I don’t know about you, but I have been obsessing as of late about two seemingly unrelated and highly debated topics in the art world: Leonardo Da Vinci’s Salvator Mundi and NFTs.
Whatever happened to the painting Salvator Mundi, that sold at Christie’s in 2017 for $450 million and has never been seen again? Its whereabouts are in question. Switzerland? MBS’ Yacht?
In a new documentary that has aired on French television, The Savior for Sale, anonymous sources make the claims that the Louvre questioned the attribution of the painting to Leonardo Da Vinci. Did Saudi Arabia’s Crown Prince MBS unknowingly buy a painting loosely attributed to Leonardo Da Vinci? We will probably never know.
Which leads me to the fascination for NFTs. I must admit, at first I found it very confusing; dismissed it as a fad, as pure speculation.
Yet, I have come to see the possibilities; the real life applications. Brick-and-mortar galleries specializing in NFT art are popping up all over the United States.

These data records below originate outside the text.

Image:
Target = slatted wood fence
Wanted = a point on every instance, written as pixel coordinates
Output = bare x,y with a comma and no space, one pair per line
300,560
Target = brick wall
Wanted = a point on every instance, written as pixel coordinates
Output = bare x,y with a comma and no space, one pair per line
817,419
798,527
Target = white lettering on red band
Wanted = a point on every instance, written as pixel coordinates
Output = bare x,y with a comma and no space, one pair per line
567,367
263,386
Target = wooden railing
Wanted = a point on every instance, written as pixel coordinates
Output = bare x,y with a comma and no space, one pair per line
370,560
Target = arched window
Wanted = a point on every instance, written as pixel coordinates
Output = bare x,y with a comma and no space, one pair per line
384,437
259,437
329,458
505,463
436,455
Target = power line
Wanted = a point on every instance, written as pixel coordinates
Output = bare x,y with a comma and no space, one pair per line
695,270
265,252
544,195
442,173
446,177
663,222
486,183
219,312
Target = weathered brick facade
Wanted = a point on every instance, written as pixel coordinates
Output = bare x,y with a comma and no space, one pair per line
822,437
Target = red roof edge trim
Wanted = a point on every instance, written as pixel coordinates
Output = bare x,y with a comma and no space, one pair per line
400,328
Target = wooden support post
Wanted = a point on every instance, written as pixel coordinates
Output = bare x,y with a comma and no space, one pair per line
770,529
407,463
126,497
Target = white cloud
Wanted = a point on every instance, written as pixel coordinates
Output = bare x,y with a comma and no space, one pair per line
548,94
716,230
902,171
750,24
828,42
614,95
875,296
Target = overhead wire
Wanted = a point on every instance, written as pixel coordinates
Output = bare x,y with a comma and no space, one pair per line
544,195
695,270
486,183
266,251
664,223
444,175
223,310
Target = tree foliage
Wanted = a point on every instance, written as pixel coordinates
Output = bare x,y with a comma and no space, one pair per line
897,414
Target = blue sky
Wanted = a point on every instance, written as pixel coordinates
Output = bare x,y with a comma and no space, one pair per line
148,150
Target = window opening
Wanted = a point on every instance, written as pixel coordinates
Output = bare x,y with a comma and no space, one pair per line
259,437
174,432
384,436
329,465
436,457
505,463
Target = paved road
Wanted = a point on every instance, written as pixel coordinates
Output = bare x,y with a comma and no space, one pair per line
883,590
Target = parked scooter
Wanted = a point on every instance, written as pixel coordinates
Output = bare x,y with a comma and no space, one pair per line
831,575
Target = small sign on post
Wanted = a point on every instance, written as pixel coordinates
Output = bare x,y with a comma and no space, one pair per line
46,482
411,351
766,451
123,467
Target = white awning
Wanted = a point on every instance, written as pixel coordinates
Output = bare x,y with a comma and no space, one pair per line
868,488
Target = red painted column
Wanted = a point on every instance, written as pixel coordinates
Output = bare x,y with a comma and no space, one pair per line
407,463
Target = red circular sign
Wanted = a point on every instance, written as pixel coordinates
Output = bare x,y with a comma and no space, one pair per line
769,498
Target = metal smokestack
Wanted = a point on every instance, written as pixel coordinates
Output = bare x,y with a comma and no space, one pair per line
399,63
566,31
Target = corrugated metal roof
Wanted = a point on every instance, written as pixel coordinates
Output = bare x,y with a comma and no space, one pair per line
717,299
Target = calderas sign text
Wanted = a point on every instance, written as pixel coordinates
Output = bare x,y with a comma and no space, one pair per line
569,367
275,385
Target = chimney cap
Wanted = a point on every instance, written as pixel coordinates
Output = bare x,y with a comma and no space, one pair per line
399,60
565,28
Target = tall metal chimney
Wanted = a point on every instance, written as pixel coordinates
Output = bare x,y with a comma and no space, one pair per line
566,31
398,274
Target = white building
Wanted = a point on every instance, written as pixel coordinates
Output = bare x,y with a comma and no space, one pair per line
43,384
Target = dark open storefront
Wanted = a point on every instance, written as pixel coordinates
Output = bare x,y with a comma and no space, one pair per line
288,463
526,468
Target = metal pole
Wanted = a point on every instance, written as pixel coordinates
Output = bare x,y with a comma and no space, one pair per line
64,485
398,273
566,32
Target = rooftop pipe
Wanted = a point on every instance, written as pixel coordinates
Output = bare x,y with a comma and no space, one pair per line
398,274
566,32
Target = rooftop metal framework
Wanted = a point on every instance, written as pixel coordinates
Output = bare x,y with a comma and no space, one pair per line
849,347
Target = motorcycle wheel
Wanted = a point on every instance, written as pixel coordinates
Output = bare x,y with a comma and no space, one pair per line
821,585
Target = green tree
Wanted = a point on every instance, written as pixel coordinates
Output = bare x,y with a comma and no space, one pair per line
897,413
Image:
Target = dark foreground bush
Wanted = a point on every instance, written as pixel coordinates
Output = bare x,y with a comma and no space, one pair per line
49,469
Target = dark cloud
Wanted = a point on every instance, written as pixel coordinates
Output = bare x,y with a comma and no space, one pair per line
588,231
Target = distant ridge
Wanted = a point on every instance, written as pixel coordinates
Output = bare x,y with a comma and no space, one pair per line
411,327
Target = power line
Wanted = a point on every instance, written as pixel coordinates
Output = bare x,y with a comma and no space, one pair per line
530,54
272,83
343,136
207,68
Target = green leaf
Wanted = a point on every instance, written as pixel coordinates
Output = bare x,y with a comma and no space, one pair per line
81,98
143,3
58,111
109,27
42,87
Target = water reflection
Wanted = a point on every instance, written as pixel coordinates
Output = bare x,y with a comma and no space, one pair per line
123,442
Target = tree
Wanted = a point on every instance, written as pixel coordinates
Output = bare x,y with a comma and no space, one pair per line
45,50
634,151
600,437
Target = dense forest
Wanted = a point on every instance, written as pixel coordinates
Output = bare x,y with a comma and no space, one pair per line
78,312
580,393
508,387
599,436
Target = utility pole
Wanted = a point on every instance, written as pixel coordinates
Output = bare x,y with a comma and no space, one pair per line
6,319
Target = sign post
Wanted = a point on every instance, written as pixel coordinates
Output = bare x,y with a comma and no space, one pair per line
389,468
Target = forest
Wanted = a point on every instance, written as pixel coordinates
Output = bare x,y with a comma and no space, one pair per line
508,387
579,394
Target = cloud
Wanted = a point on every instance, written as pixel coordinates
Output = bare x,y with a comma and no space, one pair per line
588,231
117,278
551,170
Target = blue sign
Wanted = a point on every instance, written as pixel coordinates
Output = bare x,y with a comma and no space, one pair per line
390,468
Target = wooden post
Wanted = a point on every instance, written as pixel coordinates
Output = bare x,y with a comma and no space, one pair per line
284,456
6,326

But ultimately, it is not what NFTs do to digital art that will revolutionize the art world, it is the Non Fungible Token itself, this digital certificate of authenticity (A.k.a. NFT) and its many applications for all kinds of artists that will.
Which brings me back to Leonardo Da Vinci. What if Leonardo Da Vinci had created and attached an NFT to authenticate his Salvator Mundi? What if encrypted in the NFT was Da Vinci’s right to royalties each time the painting sold?
Now, I can see why NFTs are so revolutionary. You?